After three seasons and 55 matches with the Red Stars, on March 14, 2016, Chicago Red Stars announced that Quon would not return for the 2016 season.

==International career==
Quon has represented the United States at the U-15, U-16, U-17, U-18, U-20 levels. She was a member of the US team that won the 2010 CONCACAF Under-20 Women's Championship in Guatemala to earn a berth to the 2010 FIFA U-20 Women's World Cup. She started all five games and played all but eight minutes of the tournament at right back, shoring up two assists. Quon played in 16 total matches for the United States in 2010 before the U-20 Women's World Cup, including 11 international matches.

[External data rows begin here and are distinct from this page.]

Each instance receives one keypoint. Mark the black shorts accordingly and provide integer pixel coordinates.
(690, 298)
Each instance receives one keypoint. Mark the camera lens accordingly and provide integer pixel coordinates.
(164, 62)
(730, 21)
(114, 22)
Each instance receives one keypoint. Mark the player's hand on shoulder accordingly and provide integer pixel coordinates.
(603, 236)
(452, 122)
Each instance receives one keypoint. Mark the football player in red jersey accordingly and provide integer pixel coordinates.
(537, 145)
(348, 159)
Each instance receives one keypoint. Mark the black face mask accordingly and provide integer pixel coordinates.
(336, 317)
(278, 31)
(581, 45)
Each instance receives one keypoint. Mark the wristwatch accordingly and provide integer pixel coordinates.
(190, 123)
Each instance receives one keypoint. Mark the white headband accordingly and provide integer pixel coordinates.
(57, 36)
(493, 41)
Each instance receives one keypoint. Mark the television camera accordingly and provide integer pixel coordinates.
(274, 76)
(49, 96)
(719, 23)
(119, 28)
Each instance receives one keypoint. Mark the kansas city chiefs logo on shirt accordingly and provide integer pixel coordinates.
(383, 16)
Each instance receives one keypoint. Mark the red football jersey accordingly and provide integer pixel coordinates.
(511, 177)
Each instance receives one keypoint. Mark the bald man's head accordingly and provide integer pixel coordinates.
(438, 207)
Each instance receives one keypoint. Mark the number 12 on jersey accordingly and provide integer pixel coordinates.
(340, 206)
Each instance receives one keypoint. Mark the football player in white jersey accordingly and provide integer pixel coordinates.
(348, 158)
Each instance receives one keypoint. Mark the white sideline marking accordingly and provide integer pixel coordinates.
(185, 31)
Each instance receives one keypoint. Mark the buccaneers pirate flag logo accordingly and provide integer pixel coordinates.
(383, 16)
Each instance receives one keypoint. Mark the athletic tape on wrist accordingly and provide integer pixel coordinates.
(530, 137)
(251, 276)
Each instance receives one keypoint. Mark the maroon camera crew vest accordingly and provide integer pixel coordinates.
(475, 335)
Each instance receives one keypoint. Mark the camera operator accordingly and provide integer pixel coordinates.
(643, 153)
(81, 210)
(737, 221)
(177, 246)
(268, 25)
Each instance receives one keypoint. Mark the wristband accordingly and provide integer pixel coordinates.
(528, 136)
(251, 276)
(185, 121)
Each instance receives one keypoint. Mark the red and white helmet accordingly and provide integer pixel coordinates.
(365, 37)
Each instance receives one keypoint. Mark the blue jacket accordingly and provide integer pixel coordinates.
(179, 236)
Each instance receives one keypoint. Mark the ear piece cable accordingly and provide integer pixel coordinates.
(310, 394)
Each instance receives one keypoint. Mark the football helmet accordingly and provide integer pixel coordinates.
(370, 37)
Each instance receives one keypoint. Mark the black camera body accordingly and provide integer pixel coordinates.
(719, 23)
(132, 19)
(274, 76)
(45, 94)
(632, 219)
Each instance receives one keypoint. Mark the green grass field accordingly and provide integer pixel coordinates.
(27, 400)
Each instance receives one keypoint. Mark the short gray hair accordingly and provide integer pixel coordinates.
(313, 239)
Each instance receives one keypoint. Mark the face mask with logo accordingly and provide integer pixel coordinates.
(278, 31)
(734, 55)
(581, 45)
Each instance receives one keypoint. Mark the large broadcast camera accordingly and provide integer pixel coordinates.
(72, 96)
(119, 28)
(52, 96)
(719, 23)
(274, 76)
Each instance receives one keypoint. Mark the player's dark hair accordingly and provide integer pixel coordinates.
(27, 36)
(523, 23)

She was a member of the 2008 U-17 Women's World Cup Team that finished second in New Zealand and played every minute of all five matches at right back. She finished her U-17 career with seven caps. Quon came back to make the U-17 Women's World Cup squad after recovering from a broken collarbone and an ACL tear on the same play while playing with the U-17 team on July 8, 2007.

On May 22, 2013, Quon was called up to the Canada national team squad for their friendly against the United States, but was not granted FIFA clearance in time to play in the match. Quon made her debut for Canada on March 5 against Finland at the 2014 Cyprus Cup.